Mais tout cela n’est rien car j’ai la folie de croire que l’examinateur, dans son immense sagesse, saura pardonner à mon pied sa gigue entêtée. Non, le pire c’est l’exercice imposé du créneau. Si je le rate ce maudis créneau ce ne sera pourtant pas faute de l’avoir révisé sur le parking de ladite Elementary School où je m’attends d’ailleurs chaque week-end à trouver des spectateurs munis de pop-corn, attirés par mon animation gratuite mais néanmoins stupéfiante – il faut aimer les films français, ceux où la caméra bouge peu et où il ne se dit pas grand chose parce que ma maxime quand je me gare c’est « petite vitesse et grande lenteur ». Je révise donc. Justin me place des cartons en guise de plots et c’est parti pour la franche rigolade ponctuée de « aïe, j’ai pas tourné dans le bon sens… c’est pas grave je ressors et je recommence (genre sûre de soi et pas paniquée)… heu, mon cœur ? Faut que je tourne vers où pour ressortir ? » Ou alors ça part bien, super bien même, ça ressemble à un créneau plié en deux, trois manoeuvres max et puis tout à coup « Quoi contre-braque ? Mais c’est ce que je fais ! Quoi plus vite ? Mais je peux pas… ah ben je viens de toucher le carton… oui, je sais que j’ai pas le droit le jour de l’examen ! Non, je ne crie pas ! ».

Et on ne rit pas car ce n’est pas toujours de ma faute. Oui, outre mon astigmatie qui me complique un peu la tâche, cette voiture a un capot coupé en biseau.

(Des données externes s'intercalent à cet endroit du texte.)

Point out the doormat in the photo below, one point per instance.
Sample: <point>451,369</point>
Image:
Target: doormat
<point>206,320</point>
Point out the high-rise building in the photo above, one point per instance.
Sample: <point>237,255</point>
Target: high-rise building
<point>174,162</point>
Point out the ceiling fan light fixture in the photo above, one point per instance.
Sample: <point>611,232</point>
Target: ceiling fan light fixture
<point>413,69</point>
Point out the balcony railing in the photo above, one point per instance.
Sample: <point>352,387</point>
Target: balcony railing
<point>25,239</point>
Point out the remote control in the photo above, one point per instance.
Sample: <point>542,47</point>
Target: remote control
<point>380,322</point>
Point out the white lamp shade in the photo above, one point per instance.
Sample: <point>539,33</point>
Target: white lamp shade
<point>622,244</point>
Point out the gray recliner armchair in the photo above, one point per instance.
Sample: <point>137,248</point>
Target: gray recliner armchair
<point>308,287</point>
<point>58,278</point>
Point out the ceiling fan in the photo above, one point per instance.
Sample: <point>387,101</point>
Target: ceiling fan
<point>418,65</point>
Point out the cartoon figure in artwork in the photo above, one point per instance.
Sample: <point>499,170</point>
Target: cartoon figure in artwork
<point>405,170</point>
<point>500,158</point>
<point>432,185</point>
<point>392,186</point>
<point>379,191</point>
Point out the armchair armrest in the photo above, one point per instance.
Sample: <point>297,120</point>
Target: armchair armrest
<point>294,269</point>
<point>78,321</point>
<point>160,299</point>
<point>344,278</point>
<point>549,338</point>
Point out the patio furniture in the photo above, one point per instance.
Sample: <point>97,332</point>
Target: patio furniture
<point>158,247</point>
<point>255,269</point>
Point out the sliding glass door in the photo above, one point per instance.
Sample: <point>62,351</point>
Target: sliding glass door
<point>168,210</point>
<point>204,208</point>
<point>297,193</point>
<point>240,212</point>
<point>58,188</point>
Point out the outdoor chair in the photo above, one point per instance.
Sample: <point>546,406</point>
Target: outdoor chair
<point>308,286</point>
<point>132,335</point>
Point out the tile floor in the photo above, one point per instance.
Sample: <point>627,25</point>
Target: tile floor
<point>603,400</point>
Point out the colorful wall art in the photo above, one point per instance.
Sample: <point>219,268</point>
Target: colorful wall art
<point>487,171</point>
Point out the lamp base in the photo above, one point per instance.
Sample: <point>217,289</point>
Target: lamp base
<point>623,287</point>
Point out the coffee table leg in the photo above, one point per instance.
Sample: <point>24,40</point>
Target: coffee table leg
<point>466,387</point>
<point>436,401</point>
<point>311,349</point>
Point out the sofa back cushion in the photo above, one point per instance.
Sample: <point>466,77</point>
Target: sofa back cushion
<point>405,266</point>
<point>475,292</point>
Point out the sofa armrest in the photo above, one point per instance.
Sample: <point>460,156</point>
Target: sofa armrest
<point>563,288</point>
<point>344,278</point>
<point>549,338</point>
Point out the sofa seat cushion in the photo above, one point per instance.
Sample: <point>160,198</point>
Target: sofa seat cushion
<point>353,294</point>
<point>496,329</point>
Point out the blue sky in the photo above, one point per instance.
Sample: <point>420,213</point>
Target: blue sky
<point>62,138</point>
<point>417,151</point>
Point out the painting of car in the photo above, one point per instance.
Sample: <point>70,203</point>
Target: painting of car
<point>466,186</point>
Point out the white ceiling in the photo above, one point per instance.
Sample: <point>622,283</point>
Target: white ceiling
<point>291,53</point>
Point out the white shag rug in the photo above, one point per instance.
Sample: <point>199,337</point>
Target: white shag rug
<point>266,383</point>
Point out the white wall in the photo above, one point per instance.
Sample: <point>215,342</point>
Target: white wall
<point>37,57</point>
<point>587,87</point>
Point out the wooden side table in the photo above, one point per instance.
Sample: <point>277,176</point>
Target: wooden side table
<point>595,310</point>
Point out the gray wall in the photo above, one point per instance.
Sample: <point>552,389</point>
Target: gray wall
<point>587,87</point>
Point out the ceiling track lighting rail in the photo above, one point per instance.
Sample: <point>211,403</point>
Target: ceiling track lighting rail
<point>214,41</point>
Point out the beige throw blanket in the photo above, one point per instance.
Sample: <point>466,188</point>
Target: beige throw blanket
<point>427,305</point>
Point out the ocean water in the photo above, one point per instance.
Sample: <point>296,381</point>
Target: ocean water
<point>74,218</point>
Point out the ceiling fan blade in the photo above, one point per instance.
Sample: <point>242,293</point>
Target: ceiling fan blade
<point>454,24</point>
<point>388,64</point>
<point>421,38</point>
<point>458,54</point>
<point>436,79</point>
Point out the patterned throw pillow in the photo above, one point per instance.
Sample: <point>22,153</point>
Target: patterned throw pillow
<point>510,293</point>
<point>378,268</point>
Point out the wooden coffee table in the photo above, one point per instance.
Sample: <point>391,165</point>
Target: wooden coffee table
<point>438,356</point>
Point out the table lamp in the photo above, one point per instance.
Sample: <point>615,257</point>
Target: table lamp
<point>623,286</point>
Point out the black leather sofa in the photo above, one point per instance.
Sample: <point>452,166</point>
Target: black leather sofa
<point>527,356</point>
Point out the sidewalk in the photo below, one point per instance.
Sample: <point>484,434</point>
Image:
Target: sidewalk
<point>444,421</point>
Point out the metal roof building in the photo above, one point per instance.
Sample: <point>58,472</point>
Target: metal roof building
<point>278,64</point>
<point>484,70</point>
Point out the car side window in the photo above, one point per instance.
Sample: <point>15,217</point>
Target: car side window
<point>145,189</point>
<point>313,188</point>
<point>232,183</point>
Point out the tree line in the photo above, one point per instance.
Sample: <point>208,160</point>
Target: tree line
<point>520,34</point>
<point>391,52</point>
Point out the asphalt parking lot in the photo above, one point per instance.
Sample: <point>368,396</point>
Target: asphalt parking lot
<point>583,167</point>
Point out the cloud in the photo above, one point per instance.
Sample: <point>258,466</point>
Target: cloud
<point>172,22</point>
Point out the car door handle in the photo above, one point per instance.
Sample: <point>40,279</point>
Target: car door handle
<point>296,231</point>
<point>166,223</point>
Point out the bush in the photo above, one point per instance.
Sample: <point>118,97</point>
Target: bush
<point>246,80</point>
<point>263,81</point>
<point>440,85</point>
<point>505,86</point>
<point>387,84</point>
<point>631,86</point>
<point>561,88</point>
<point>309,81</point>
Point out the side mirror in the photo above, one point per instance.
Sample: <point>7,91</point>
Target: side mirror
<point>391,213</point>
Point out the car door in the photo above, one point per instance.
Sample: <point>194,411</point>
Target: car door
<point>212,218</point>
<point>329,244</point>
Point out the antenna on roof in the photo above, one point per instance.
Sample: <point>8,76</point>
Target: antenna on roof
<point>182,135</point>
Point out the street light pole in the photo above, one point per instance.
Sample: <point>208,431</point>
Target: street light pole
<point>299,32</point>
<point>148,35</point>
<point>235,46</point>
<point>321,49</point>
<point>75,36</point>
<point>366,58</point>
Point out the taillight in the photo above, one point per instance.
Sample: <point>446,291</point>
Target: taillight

Vous ne visualisez peut-être pas bien mais moi, derrière mon volant, je me gare toujours le nez qui pointe trop vers l’extérieur alors qu’il faut que je sois parallèle au trottoir sinon adieu permis. Et je ne veux pas entendre que puisque je le sais, je n’ai qu’à corriger de moi-même… je fais ce que je peux mais cette voiture est fourbe et des fois son capot est plus droit que d’habitude. (Je viens de relire la dernière phrase et il me semble utile de préciser que ces exercices d’entraînement ont toujours lieu avant l’apéro).

Je vous épargne la révision du code, assortie de découvertes fascinantes comme l’interdiction d’entrer dans une rue si un camion de pompier s’y trouve… oui c’était votre chemin et maintenant vous êtes perdus à cause des deux sens interdits qui vous ont fait tournicoter. Et bien tant pis pour vous, z’aviez qu’à avoir un GPS.

Allez, après des heures de révisions et d’entraînement, il était temps d’y aller. Après consultation des astres et de quelques entrailles de dindes épargnées par Thanksgiving, le jour le plus propice a été décidé. Jeudi dernier ce serait.